Higher still, and then that awful moment when the bows slid over the crest and, no longer supported by the wave, the ship began to free fall into the trough. Down and down we fell, and there, rising ahead of us, reared the sheer face of the next wave, the crest curling viciously towards us.

The impact of the bow slamming into the cliff of water was like the ship hitting a brick wall, and there was a thundering shudder as the forecastle buried itself under the wave, which rolled forward engulfing the foredeck. The impact threw me hard against the bridge front.

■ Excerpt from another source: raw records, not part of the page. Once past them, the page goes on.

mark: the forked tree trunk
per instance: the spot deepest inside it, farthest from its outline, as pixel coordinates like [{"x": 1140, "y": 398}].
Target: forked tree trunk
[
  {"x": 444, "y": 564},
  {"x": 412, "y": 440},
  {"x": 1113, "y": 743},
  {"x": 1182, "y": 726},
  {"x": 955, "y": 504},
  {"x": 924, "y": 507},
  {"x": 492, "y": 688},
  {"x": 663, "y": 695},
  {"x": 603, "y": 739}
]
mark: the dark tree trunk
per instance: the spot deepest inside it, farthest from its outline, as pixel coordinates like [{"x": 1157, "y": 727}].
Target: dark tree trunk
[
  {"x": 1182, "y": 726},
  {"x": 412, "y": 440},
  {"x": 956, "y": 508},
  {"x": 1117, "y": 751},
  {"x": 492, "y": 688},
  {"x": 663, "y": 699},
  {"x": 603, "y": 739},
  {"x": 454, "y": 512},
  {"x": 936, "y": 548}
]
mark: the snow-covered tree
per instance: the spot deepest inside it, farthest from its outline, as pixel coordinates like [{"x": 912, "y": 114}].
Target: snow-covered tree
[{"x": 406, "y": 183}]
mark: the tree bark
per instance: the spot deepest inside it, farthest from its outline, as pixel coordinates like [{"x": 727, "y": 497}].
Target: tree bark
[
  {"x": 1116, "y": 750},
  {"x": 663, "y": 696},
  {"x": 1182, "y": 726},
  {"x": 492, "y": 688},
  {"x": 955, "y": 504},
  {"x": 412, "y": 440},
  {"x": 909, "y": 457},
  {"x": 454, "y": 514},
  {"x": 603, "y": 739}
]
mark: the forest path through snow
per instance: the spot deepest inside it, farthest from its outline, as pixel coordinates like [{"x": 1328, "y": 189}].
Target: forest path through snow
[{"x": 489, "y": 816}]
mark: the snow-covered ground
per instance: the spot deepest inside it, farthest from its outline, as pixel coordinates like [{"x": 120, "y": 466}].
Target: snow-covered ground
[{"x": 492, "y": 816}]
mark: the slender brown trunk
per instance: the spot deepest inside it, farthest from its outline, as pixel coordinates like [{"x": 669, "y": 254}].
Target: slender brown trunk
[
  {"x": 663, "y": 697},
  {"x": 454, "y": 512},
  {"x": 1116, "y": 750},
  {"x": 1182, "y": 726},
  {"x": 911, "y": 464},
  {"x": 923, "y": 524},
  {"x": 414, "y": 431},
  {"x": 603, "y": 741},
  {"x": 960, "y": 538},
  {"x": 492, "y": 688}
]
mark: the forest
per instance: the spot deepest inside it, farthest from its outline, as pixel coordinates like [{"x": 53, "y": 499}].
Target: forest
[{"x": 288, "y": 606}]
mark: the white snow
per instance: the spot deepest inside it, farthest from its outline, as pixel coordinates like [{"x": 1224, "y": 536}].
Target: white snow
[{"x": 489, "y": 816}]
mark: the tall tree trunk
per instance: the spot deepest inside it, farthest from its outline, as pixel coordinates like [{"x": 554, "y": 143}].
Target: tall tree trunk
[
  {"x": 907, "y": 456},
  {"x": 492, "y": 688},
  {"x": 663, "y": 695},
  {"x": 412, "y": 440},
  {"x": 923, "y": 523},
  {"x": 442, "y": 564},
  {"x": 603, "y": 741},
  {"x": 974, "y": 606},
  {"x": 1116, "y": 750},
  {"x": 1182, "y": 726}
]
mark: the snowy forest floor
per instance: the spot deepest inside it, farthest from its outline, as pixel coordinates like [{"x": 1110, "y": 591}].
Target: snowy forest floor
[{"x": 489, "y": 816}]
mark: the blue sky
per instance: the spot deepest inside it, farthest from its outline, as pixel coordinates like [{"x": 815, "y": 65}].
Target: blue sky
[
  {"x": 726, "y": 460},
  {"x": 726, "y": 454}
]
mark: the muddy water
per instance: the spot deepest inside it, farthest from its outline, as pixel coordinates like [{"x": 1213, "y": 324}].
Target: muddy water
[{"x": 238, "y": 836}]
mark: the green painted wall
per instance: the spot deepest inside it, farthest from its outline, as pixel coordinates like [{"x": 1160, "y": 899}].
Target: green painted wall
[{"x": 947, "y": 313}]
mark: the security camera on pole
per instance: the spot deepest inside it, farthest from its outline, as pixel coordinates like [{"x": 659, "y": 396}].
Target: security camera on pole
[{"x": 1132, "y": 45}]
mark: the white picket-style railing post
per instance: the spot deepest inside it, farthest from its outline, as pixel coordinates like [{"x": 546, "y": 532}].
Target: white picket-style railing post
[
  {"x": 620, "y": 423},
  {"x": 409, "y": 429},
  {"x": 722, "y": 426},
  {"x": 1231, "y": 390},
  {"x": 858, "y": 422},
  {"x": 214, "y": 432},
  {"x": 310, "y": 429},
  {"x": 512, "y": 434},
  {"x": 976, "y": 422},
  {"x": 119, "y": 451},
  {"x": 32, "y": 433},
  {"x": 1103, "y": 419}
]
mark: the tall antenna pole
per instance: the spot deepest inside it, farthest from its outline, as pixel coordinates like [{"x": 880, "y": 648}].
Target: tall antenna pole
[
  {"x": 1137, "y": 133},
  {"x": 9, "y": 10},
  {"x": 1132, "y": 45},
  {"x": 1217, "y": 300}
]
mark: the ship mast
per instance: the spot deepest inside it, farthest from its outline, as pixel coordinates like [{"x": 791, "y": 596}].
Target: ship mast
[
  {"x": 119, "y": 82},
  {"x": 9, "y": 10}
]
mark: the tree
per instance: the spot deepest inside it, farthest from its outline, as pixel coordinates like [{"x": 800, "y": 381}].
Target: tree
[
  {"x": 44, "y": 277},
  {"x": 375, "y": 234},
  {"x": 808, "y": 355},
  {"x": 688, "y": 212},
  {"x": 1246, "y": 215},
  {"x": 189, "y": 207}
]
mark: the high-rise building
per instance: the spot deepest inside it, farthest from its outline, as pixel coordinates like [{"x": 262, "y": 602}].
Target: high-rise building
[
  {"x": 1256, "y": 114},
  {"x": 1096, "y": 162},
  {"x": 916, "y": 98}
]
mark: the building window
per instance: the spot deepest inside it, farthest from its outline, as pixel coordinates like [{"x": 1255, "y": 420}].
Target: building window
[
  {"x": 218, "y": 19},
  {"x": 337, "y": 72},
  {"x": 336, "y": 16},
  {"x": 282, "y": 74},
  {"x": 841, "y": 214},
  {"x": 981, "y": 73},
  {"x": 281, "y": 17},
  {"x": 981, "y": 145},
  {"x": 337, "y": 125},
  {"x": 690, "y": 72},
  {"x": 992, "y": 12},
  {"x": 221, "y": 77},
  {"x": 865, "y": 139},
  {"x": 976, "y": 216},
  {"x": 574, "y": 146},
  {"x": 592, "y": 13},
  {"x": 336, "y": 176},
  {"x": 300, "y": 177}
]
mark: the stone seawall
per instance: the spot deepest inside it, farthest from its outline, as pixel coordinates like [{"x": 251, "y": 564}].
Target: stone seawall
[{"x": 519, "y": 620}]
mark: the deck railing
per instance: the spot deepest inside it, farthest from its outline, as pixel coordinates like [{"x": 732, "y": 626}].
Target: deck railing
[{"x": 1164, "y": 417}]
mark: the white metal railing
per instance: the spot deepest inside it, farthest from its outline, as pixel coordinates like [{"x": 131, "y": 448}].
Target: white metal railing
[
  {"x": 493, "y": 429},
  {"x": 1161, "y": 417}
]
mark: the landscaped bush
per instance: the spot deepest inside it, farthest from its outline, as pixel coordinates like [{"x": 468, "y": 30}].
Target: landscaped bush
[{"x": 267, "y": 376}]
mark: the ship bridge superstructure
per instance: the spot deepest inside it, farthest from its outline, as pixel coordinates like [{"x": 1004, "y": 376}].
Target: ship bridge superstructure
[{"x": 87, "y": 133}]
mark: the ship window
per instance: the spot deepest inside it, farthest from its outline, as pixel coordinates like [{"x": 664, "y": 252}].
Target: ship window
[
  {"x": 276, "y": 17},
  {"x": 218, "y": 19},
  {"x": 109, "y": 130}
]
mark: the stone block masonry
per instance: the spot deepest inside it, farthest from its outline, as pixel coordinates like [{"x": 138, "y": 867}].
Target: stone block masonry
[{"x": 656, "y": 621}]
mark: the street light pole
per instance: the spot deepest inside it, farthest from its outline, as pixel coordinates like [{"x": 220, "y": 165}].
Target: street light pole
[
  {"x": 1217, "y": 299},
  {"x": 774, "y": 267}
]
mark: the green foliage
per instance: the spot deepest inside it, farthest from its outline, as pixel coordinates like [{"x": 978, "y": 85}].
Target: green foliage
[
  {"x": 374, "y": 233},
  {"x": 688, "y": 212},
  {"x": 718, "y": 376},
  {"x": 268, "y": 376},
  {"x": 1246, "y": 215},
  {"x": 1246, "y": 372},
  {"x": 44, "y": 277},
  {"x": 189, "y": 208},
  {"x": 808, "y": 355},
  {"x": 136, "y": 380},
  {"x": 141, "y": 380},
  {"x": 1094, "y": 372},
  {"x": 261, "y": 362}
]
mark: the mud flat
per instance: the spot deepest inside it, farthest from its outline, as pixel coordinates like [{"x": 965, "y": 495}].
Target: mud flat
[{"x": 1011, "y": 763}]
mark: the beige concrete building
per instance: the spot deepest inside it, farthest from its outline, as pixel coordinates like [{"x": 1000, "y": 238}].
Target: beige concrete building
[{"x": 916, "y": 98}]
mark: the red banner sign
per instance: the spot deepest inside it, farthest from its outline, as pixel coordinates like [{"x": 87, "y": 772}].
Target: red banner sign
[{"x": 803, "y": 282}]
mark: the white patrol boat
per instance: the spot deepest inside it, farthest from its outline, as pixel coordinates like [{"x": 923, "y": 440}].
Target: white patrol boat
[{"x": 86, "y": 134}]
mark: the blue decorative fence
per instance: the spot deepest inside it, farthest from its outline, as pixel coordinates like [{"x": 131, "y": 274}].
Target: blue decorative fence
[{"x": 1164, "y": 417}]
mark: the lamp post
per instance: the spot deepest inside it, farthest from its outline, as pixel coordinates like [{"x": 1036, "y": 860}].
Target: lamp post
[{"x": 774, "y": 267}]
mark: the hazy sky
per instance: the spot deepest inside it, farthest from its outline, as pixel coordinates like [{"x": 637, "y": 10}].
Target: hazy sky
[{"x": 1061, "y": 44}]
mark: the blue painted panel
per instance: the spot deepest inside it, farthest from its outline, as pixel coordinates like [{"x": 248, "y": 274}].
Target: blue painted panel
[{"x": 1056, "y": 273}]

I was expecting it, but the captain wasn’t and he was lifted off his feet and flung forward like a rag, his hands pawing at the air, searching desperately for a handhold to break his fall.

As the foredeck disappeared the wave continued to roll aft, hundreds of tons of green water crashing down onto the deck with nothing to stop it expect the flat front of the accommodation block with the wheelhouse perched on top of it. The captain landed against the bridge front with a bruising thud, his hand grasping at the securing strap of one of the windows. He gripped the strap and pulled at it, dragging himself upright, but unhooking it in the process. The window rattled loosely in its frame, the wedges dislodged by the repeated pounding, and dropped, at precisely the moment the wave crashed into the front of the accommodation with a horrendous bang, the crest exploding against the bridge windows and flinging a solid white cascade through the open one.

The captain reeled back, instantly drenched, water streaming down his face and dressing gown, white hair plastered over his forehead, the extinguished stump of the cigar still, somehow, improbably, clamped between his teeth.


I rushed to close the window and watched him disappear below to dry off, with as much dignity as he could muster. But inside I was howling with laughter and, even better, the seasickness was gone. At midnight I had the pleasure of recounting the episode to the third officer and his chuckles sent me on my way to a well-earned watch below.